Keseimbangan pembangunan Sumbawa setidaknya akan menghiasi tahun-tahun
kedepan andaikata konsentrasi pertambangan bukan hanya berada di wilayah
Sumbawa Barat. kenyataan ini membawa sikap sombong bagi sumbawa Barat bahwa
nadi perekonomian Sumbawa berada di Sumbawa. Menggemanya potensi Tambang
yang ada di Sumbawa Timur setidaknya menepis anggapan bahwa Sumbawa baratlah
urat nadi perekonomian kabupaten Sumbawa. apa yang ada di Sumbawa Timur
laksana Raksasa yang belum terbangun dari tidurnya. Lahan yang cukup luas
dan potensi tambangnya akan menjadi kekuatan yang kuat untuk menjadikan
Sumbawa sebagai sebuah kekuatan ekonomi yang menyeluruh.
Menjadikan Investasi pertambangan sebagai nilai positif haruslah didahului
oleh sebuah keinginan untuk memberikan kontribusi terbesar bagi masyarakat.
Hasil pertambangan itu seharusnya dinikmati oleh masyarakat bukan oleh
oknum –oknum pemerintahan yang selama ini merasakan hasil tambang tersebut
sebagai upeti akan kekuasaanya.
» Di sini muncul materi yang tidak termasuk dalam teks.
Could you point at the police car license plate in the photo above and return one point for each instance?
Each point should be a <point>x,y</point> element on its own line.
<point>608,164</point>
Yang harus kita koreksi adalah kemana uang
hasil tambang itu di manfaatkan, ternyata banyak dari kita yang sengaja
menutup mata untuk itu.
Kecendrungan kita untuk menolak investasi pertambangan yang baru disebabkan
persefektif orang luar. Investor yang berasal dari luar komunitas setempat
apalagi multinasional company akan melahirkan sikap resistensi yang besar.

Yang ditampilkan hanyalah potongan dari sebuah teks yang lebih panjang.